The cedar bark is ready.
Cross legged on the carpet, we hold the ends of the bark that Andrea anchored to a nail on her desk. We tug. Individually we twist one way, together we twist the other. Giggling, tightly gripping the strands between the pads of our fingers, we make rope as delicate and beautiful as a gold chain but strong enough to heave a halibut up from the deep.
She learned this technique in Hydaburg, where she spent the summer apprenticing in the carving shed while conducting research on cedar through interviews of community members with the United States Forest Service Pacific Northwest Research lab, Sitka Conservation Society, and First Alaskans Institute. Many she interviewed believe firmly that the Forest Service, who manages 17 million acres of Southeast Alaska, fails to recognize the true value and cultural significance of old growth cedar. They aren’t alone. Despite the immensity of responsibilities tribal governments face supporting citizens through a pandemic, four including Hydaburg’s tribe, organized a petition demanding the Forest Service to better manage the forest to protect cultural wood from commercial logging exports.
“I keep having these visions of one old growth tree left standing.
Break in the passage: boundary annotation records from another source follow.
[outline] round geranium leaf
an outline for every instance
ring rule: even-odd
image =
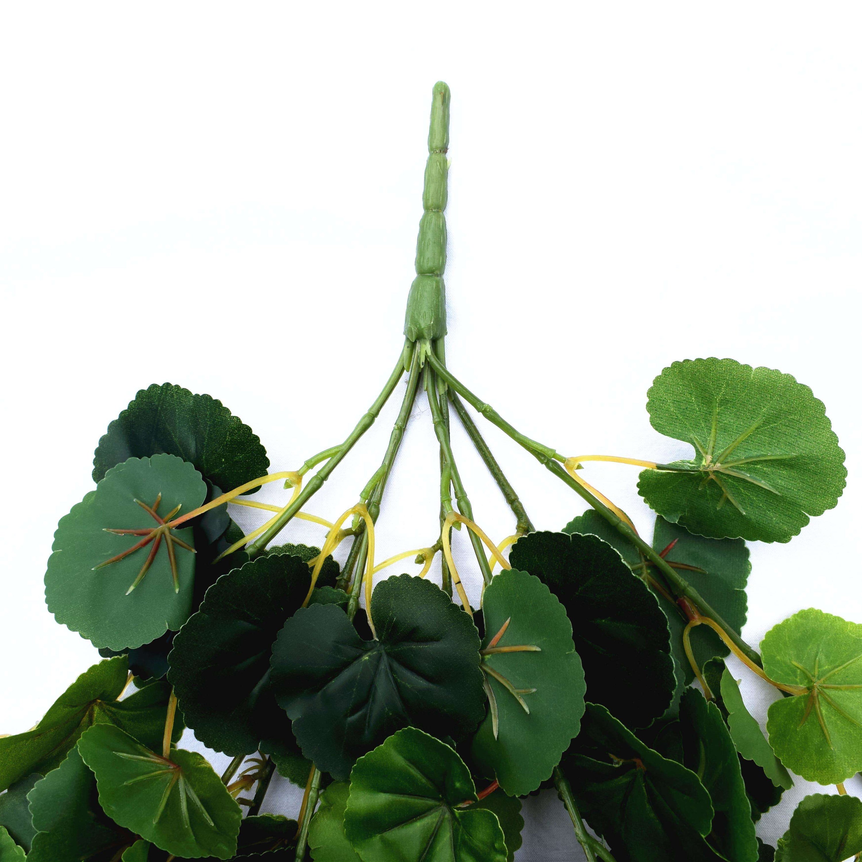
[[[91,728],[78,746],[115,822],[184,859],[235,854],[240,806],[197,752],[166,759],[109,725]]]
[[[122,728],[146,745],[160,743],[170,686],[153,683],[117,700],[128,675],[125,656],[93,665],[54,702],[32,730],[0,738],[0,789],[33,772],[56,769],[78,737],[93,724]],[[174,738],[183,732],[180,716]]]
[[[208,747],[251,754],[261,740],[292,737],[270,690],[270,656],[310,584],[299,557],[260,557],[220,578],[177,634],[168,680],[185,723]]]
[[[363,862],[505,862],[496,815],[459,807],[476,801],[455,752],[405,728],[357,761],[344,833]]]
[[[358,757],[412,724],[462,738],[484,716],[479,638],[429,581],[399,575],[372,599],[377,640],[334,604],[302,608],[272,648],[272,687],[303,753],[339,780]]]
[[[715,862],[709,794],[697,776],[588,703],[561,762],[581,814],[617,862]]]
[[[534,575],[500,572],[482,609],[489,711],[472,755],[506,793],[522,796],[550,778],[578,735],[584,669],[565,609]]]
[[[109,859],[134,840],[99,808],[96,778],[77,748],[36,784],[28,798],[37,830],[27,857],[30,862]]]
[[[194,539],[168,516],[193,510],[206,492],[200,473],[174,455],[109,471],[54,534],[45,597],[57,622],[112,650],[178,629],[191,610]]]
[[[655,378],[653,427],[695,459],[645,470],[638,489],[692,533],[789,541],[844,489],[844,452],[823,403],[771,368],[734,359],[674,362]]]
[[[167,453],[193,464],[213,484],[228,490],[269,469],[260,440],[221,401],[166,383],[141,390],[109,426],[93,459],[100,482],[129,458]]]
[[[632,727],[667,709],[675,685],[667,621],[613,547],[595,535],[531,533],[509,559],[565,607],[590,701]]]
[[[315,862],[360,862],[353,846],[344,834],[344,811],[350,784],[334,781],[321,795],[309,828],[309,848]]]
[[[862,852],[862,801],[814,793],[793,812],[775,862],[844,862]]]
[[[769,708],[781,762],[808,781],[836,784],[862,771],[862,628],[811,608],[760,642],[770,679],[798,688]]]
[[[15,839],[4,826],[0,826],[0,862],[24,862],[24,848],[15,843]]]
[[[701,779],[715,812],[707,843],[720,859],[758,862],[757,838],[740,759],[721,713],[696,689],[679,704],[683,762]]]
My heart would be broken and I would probably chain myself to the tree. If they were willing to just take and take, logging until there is nothing left like that, then they might as well just take my life with it.
‘Because this is literally my heritage, my culture, it’s what has served my people in so many ways. Cedar was our clothing, it was what helped us gather our foods in baskets, it was our stories carved in poles, it was our transportation and canoes, our masks. It has served as our ways of life for a long time. It is a resource that preserves our identity. If it were to disappear, it would be taking away a whole way of life and not just that, it would be destroying our land, our fish and doing away with a lot of things that are vital to the earth that we walk on.”
It’s late, we’ve been talking for 4 hours so I leave Andrea in her apartment. That night, as I am falling asleep anxious for the state of the world, a soft smile slinks across my face. I am buoyed by my friend’s brilliance, knowing that with people like Andrea at the helm, the shared ship of humanity can conquer any storm.
—
It’s been a year since the hunker down mandates confined Andrea to her apartment. The Eagle Woman mask is a gift for her naan, a surprise. Like all of us, Andrea is finding ways to move on from 2020, in her case by literally moving and packing up her sweet little apartment.
Andrea will keep memories of this space and time close however- memories of carving in quarantine, of transforming a piece of wood that transformed her. As the seams of the world first started to unravel, in isolation Andrea was kept company by her eagle woman mask with a mouse tucked between its lips.
Wherever she goes, she will always create. Andrea wishes to carve until she’s an old gray lady like her grandfathers before her. My young friend is the next rung in a ladder of legacy, with its base anchored firmly in these verdant shores. Whatever tragedy, pandemic, or powerful quake attempts to keep her from climbing, Andrea holds firmly to the rungs of her ancestors. Strong in her identity, she continues to rise.